Le pétrole reste stable face au scepticisme sur les discussions États-Unis-Iran, les perturbations à Ormuz persistent

Les prix du pétrole sont restés globalement stables jeudi, après avoir effacé leurs pertes initiales, les marchés doutant que les négociations en cours entre les États-Unis et l’Iran puissent aboutir à un accord mettant fin au conflit qui perturbe l’approvisionnement depuis une région clé du Moyen-Orient.

Les contrats à terme sur le Brent ont reculé de 26 cents à 94,67 dollars le baril à 06h11 GMT, tandis que le West Texas Intermediate américain a progressé de 14 cents à 91,43 dollars le baril. Les deux références avaient peu évolué lors de la séance précédente, malgré une forte volatilité intrajournalière.

Le conflit impliquant les États-Unis, Israël et l’Iran a provoqué l’une des plus importantes perturbations de l’approvisionnement mondial en pétrole et en gaz, en raison notamment des restrictions iraniennes sur le trafic dans le détroit d’Ormuz, une voie stratégique par laquelle transitent habituellement environ 20 % des flux mondiaux de pétrole et de gaz naturel liquéfié.

« Bien qu’il existe des espoirs de désescalade, de nombreux investisseurs restent sceptiques, les discussions entre les États-Unis et l’Iran ayant échoué à plusieurs reprises même après des progrès apparents », a déclaré Toshitaka Tazawa, analyste chez Fujitomi Securities.

« Tant qu’un accord de paix ne sera pas conclu et que la libre circulation dans le détroit ne sera pas rétablie, les prix du WTI devraient continuer à fluctuer entre 80 et 100 dollars », a-t-il ajouté.

Selon les analystes d’ING, environ 13 millions de barils par jour d’approvisionnement pétrolier ont été affectés par la fermeture du détroit, même en tenant compte des redirections via les pipelines et du faible nombre de pétroliers ayant réussi à passer. Ils ont averti que la situation pourrait empirer après la décision des États-Unis d’imposer un blocus des ports iraniens à la suite de l’échec des négociations le week-end dernier.
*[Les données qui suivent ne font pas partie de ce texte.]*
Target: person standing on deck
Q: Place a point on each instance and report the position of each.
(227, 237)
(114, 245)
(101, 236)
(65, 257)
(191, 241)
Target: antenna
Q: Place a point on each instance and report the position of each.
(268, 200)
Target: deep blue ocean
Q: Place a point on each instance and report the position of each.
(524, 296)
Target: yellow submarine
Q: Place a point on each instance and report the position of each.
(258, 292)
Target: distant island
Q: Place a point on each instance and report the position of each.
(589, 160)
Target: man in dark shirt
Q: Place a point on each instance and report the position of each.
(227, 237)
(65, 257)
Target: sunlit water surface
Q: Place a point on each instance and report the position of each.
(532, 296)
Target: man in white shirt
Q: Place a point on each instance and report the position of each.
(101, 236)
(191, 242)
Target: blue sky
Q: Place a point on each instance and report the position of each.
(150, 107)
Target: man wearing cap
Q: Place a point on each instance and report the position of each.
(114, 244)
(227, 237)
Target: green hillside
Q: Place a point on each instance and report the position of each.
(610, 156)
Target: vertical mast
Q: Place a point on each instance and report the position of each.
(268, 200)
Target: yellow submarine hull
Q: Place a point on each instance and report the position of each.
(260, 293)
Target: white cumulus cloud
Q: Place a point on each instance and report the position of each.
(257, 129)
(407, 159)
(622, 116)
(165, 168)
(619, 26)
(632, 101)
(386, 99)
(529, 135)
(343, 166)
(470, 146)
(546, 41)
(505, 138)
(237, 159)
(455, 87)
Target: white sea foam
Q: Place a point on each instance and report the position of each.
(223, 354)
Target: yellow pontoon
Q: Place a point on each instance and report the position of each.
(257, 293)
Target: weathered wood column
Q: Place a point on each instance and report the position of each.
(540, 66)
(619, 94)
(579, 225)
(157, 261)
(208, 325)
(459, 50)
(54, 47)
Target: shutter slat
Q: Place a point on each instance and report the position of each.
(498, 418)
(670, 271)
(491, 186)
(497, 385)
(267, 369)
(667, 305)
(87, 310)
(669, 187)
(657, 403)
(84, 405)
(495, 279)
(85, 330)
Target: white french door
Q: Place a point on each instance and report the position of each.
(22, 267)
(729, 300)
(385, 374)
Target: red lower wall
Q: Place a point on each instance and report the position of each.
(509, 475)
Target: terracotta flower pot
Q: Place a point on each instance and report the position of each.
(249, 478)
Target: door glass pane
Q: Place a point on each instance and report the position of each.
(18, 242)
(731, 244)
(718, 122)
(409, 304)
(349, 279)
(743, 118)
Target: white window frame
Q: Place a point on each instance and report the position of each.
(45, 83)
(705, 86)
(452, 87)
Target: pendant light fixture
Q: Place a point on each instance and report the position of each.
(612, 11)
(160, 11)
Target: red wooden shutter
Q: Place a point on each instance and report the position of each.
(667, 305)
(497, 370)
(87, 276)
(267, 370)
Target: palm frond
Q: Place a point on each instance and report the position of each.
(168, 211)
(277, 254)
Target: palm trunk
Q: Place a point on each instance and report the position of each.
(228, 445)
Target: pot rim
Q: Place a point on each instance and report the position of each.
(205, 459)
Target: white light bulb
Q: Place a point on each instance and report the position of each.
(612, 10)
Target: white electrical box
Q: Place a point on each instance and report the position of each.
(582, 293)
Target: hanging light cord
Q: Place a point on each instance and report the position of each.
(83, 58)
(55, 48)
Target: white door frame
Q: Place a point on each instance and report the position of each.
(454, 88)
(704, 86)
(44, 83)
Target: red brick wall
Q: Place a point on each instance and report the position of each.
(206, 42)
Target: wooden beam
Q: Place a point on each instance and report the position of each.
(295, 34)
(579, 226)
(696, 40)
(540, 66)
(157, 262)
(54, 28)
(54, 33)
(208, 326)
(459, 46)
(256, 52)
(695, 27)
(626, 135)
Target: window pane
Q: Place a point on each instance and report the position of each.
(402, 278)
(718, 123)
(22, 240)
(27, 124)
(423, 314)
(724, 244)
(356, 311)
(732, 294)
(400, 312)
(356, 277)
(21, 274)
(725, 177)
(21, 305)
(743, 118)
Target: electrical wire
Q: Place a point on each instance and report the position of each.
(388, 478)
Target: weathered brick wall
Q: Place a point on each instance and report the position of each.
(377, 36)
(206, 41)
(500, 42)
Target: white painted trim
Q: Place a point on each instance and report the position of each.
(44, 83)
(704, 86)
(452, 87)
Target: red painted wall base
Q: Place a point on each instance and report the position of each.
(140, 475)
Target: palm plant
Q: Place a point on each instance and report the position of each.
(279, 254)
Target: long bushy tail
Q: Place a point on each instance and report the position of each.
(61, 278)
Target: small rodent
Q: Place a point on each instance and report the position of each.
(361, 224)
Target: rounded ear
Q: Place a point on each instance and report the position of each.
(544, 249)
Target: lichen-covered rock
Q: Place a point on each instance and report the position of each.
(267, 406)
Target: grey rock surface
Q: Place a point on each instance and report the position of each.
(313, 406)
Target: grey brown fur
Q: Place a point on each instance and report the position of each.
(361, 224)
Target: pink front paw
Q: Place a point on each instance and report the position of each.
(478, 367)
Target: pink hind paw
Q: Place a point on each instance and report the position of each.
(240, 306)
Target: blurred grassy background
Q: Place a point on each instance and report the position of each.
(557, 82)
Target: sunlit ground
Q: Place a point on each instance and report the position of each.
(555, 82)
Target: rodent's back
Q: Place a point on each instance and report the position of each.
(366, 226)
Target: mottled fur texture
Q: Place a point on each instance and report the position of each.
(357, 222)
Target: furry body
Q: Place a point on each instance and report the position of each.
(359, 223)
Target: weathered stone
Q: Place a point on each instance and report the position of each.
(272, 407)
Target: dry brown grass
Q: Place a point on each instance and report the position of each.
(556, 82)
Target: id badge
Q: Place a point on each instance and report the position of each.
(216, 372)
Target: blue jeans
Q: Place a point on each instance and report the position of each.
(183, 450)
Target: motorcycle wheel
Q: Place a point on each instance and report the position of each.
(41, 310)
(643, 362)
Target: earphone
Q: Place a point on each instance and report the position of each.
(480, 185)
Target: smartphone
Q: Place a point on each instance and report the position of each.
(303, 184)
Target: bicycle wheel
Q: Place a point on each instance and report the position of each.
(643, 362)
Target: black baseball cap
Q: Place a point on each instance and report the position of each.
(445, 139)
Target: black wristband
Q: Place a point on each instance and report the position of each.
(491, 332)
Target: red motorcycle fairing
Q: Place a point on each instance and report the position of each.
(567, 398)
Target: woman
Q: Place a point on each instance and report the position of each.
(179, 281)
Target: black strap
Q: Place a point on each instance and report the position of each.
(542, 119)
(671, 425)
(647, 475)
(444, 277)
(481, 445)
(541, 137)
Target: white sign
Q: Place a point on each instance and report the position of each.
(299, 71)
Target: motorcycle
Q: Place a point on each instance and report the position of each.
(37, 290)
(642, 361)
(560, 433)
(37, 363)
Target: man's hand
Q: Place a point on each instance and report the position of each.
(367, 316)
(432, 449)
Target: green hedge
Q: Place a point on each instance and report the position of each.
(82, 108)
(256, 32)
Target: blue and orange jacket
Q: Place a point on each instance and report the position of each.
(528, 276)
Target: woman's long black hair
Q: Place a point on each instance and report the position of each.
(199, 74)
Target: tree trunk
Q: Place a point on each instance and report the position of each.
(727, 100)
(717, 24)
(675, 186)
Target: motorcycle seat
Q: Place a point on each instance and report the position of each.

« Le marché physique devient de plus en plus tendu chaque jour sans reprise des flux de pétrole à travers le détroit d’Ormuz », ont déclaré les analystes d’ING.

Une source informée à Téhéran a indiqué à Reuters que l’Iran pourrait envisager d’autoriser les navires à circuler librement du côté omanais du détroit si un accord était trouvé pour éviter une reprise du conflit après le cessez-le-feu de deux semaines entamé le 8 avril.

Des responsables américains et iraniens envisagent de retourner au Pakistan pour de nouvelles discussions dès ce week-end. Le chef de l’armée pakistanaise est arrivé à Téhéran mercredi dans le cadre d’une médiation visant à éviter une reprise des hostilités.

Le secrétaire au Trésor américain Scott Bessent a déclaré mercredi que Washington ne prolongerait pas les dérogations permettant l’achat de certains volumes de pétrole iranien et russe sans sanctions.

Illustrant la tension sur les marchés, les données américaines ont montré une baisse des stocks de pétrole, d’essence et de distillats la semaine dernière, les importations ayant reculé tandis que les exportations ont augmenté pour compenser les perturbations de l’offre mondiale.